Yield % Problem

[Missvici101]

Hello,
I need to calculate the yield % of [(Ph)₃PH]₂[CoCl₄]

The actual yield is 2.715g
My issue is with the theoretical yield, here is how I did it:

I'm following this reaction that was given in the explanations of my homework; (C₆H₅)₃P + HCl => (C₆H₅)₃PH+ + Cl-

Molar mass of (C₆H₅)₃P: 262.29 g/mol
Molar mass of (C₆H₅)₃PH⁺: 263.30 g/mol
Mass of Triphenylphosphine measured: 1.062 g

n(triphenylphosphine)=m(triphenylphosphine)/M(triphenylphosphine) =1.062g/(262.29 g/mol)=4.049×10^-3 mol

Molar mass of [(Ph)₃PH]₂[CoCl₄] : 727.33 g/mol
Since there are 2 molecules of (Ph)₃PH in the [(Ph)₃PH]₂[CoCl₄], the n(triphenylphosphine) needs to be divided by  2.

n([(Ph)₃PH]₂[CoCl₄])=n(triphenylphosphine)/2=2.025×10^-3 mol

m[(Ph)₃PH]₂[CoCl₄] =n[(Ph)₃PH]₂[CoCl₄] ×M[(Ph)₃PH]₂[CoCl₄]

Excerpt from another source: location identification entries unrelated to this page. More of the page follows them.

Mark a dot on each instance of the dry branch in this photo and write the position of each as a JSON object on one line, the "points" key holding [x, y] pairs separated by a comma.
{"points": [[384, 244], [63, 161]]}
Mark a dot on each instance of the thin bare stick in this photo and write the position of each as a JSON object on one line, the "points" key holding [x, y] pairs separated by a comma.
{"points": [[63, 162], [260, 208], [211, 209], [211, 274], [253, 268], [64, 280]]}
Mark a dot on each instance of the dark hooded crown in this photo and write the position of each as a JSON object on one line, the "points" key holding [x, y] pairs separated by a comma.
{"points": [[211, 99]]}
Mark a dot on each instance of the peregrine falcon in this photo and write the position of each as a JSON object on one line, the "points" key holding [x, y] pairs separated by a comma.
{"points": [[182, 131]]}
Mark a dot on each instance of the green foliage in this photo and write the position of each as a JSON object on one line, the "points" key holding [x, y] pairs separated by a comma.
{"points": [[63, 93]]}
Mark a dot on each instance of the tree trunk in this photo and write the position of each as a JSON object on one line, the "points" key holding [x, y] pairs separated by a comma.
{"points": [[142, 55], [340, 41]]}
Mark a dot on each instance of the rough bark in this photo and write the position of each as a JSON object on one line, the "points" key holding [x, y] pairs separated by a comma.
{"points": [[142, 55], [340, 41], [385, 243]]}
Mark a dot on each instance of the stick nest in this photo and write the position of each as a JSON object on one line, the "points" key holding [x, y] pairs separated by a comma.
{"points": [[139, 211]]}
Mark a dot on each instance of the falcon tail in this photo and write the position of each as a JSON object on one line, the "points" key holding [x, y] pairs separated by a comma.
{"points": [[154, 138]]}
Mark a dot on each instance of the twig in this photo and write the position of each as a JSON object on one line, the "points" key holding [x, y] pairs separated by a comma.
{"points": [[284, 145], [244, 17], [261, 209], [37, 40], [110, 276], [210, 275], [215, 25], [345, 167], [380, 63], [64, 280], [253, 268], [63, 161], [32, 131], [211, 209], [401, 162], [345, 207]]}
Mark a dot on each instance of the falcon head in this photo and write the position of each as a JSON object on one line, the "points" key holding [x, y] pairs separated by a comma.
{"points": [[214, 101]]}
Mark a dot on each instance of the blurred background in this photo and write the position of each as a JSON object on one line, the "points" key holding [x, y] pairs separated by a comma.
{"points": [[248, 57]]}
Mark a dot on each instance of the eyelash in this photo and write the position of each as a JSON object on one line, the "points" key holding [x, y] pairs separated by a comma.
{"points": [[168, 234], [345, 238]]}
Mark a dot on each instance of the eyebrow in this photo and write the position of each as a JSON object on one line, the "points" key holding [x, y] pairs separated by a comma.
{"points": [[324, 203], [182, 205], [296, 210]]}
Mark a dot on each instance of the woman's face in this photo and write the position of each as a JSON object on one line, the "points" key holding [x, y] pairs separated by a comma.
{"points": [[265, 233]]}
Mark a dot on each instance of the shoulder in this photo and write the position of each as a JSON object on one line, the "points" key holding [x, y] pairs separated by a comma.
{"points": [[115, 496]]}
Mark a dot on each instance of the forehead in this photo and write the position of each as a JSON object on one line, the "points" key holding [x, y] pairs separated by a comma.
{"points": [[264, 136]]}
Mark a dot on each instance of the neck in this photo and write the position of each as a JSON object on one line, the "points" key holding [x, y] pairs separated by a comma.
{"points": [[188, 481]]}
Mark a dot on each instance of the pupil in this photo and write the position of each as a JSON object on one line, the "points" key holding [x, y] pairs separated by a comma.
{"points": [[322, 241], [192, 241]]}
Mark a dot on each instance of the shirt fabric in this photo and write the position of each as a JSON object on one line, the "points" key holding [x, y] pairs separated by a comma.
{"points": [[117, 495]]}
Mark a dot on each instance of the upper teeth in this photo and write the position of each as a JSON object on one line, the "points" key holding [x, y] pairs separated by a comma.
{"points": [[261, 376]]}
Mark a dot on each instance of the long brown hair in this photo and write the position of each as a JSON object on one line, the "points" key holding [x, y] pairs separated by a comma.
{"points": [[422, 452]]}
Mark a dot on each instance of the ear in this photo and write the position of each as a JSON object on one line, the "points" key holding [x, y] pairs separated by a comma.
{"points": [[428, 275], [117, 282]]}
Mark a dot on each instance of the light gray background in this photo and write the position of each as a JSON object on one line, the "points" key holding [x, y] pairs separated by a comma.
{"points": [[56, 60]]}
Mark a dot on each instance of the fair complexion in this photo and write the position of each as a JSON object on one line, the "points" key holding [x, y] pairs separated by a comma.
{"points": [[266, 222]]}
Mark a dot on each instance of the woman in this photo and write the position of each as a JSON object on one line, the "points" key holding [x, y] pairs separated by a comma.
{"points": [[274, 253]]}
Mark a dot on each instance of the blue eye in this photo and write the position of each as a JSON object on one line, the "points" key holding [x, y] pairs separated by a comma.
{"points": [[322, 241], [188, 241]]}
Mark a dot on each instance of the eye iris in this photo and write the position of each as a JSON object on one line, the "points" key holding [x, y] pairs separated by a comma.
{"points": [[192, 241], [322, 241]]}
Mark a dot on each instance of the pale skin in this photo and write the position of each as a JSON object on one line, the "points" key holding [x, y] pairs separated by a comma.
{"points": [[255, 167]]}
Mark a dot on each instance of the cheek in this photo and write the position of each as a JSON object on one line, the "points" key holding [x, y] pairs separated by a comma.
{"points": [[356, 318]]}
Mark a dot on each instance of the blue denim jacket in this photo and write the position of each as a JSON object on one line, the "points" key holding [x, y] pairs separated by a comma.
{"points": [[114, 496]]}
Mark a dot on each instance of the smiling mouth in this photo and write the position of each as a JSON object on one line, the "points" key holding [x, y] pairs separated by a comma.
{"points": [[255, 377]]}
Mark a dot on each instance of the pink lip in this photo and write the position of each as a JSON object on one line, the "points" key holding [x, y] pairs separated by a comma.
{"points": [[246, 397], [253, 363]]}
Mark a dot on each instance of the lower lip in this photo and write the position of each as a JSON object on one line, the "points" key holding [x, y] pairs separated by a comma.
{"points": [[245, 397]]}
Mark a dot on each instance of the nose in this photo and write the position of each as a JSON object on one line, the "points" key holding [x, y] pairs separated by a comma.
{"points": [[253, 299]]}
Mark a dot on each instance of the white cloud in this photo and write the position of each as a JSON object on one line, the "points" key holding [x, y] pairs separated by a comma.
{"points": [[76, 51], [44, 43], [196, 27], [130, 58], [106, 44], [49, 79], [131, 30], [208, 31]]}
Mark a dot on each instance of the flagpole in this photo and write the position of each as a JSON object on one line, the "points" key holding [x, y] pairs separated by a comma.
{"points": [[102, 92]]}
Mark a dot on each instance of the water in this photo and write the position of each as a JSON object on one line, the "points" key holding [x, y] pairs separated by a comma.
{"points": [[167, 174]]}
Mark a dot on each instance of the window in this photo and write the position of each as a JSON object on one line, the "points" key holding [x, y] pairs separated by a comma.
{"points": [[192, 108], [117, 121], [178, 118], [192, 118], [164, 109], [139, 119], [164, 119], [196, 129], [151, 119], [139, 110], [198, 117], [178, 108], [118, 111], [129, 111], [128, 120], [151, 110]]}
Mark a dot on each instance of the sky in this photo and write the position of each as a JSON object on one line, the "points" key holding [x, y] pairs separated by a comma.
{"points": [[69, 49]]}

m[(Ph)₃PH]₂[CoCl₄] =(2.025x10^-3 mol)×(727.33 g⁄mol)
m[(Ph)₃PH]₂[CoCl₄] =1.479 g = Theoretical yield

You see, my theoretical yield is smaller than my actual yield.
If someone sees my mistake, please let me know.

Thank you,
MV101

[BabcockHall]

It would help the clarity of your question if you defined n, m, and M clearly and unambiguously.

[Missvici101]

n is the # of moles.

m is the mass of the measured samples

M is the Molar mass of the comound.

[BabcockHall]

So far, I have not found an error.  I did see one thing that bothered me a bit, and it could be a clue.  It is difficult to see how the protonated form of a phosphine could be a ligand to the metal ion.  The unprotonated form would be fine.